Our Special Environment

Working closely with National Parks South Australia

Advanced Ecotourism Certification

We've achieved Advanced Ecotourism Certification with Ecotourism Australia. This guarantees that our operation leaves minimal impact on the environment, and that we deliver interesting and innovative ways for visitors to learn about the environment. We are committed to achieving best practice, being aware of how to utilise all resources wisely to conserve the environment and helping the local communities where we operate.

Ecotourism Australia’s ECO Certification program is accredited through the Global Sustainable Tourism Council’s (GSTC) Integrity Program.

EcoStar Certification

We've achieved EcoStar Certification through the Australian Quality Tourism Framework. EcoStar provides a practical framework for tourism operators working in and around conservation areas and high value natural and cultural destinations, to implement the highest levels of business practice and measures to minimise their impact on the surroundings. This certification shows that we have demonstrated our commitment to the very highest standards of sustainable environmental and cultural practices.


Water is a precious resource to sustain life, especially in an arid environment. All water used at the resort is sourced from a local spring and treated on site, using the most efficient, remotely monitored, water treatment technologies. All grey water is also treated on site, allowing a wholly self-sufficient system which is off the grid.

Wilpena Pound Resort is committed to water efficiency and usage throughout operations.
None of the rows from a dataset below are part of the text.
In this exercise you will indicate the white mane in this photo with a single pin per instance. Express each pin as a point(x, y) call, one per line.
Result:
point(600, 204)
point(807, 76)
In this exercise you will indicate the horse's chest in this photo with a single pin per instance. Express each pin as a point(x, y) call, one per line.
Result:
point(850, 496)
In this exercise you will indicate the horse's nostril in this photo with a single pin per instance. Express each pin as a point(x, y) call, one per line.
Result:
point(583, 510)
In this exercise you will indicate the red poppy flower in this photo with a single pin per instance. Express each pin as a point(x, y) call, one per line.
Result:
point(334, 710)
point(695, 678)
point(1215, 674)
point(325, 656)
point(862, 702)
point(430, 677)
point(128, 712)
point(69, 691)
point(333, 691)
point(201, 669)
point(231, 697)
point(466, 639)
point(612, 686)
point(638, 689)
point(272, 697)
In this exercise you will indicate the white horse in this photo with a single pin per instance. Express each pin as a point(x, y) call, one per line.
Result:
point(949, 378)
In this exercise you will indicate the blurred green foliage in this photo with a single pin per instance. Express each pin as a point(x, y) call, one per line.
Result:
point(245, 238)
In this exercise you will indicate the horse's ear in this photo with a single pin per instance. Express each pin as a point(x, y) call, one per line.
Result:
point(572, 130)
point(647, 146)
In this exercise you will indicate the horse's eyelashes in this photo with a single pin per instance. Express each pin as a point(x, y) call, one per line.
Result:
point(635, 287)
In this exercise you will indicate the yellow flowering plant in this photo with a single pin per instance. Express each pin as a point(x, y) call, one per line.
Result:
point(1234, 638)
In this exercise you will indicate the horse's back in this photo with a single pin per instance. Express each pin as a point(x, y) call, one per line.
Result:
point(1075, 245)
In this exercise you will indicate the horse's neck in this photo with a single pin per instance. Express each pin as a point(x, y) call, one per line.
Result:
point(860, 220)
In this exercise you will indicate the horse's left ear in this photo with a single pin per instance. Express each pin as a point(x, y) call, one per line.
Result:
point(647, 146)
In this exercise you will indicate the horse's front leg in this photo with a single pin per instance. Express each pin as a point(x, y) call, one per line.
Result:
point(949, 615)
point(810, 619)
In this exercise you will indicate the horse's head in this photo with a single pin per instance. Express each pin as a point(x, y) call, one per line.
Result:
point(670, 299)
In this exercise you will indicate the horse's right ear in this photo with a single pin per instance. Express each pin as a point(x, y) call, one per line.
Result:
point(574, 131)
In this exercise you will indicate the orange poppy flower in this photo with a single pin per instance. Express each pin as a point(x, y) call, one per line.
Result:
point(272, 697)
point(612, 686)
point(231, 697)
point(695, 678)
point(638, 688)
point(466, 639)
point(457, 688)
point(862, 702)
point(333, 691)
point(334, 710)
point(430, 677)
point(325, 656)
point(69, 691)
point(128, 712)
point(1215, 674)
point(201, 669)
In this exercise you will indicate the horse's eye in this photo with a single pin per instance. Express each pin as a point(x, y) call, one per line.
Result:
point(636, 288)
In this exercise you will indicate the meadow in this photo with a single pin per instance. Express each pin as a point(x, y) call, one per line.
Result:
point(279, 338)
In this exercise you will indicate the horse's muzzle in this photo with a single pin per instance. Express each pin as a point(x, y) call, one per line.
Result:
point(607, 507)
We encourage all guests to take 3-minute showers and only request their rooms to be re-made by housekeeping as required.


Wilpena Pound Resort is powered by the largest off-grid solar electricity system in Australia.
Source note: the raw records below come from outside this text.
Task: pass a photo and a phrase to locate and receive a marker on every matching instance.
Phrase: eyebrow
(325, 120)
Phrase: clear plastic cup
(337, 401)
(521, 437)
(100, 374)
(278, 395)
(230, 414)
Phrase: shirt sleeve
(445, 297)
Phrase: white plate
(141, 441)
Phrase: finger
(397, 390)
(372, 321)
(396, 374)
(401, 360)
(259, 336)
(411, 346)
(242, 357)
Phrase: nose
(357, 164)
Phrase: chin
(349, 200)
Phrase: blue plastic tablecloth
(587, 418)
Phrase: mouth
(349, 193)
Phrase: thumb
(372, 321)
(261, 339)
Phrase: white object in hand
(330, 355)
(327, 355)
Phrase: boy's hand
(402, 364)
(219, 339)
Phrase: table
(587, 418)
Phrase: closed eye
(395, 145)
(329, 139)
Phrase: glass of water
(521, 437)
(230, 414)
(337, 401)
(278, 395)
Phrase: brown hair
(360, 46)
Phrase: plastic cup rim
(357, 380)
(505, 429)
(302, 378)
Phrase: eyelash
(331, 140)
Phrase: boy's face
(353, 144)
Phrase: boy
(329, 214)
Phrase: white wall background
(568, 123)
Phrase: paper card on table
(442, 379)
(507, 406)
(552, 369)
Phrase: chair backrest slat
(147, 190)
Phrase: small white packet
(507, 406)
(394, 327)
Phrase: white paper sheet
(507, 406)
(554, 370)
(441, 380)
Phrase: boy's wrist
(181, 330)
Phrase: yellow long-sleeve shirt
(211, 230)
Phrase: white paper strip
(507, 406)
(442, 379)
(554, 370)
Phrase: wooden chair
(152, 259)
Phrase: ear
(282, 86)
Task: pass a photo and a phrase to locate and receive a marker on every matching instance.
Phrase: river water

Owned and operated by AGL Energy, the $2.5 million system delivers reliable, high quality power 24-hours a day while also offering quiet, efficient and environmentally-sound power supply which is sensitive to the natural surrounds for which Wilpena is world renowned.

The hybrid power station combines multiple generation sources - 100kW solar cells convert sunlight into electrical energy, 400kW of battery storage, an inverter and three diesel generators totaling 440kW. It is controlled by a high-tech computer system.

Annually this solar component of the power station provides up to 40% of Wilpena Pound Resort’s power. During the daytime, with good sunshine, the solar cells will meet the resort’s demand. For cloudy periods, the batteries or diesel generators or both can be used to supplement the solar power.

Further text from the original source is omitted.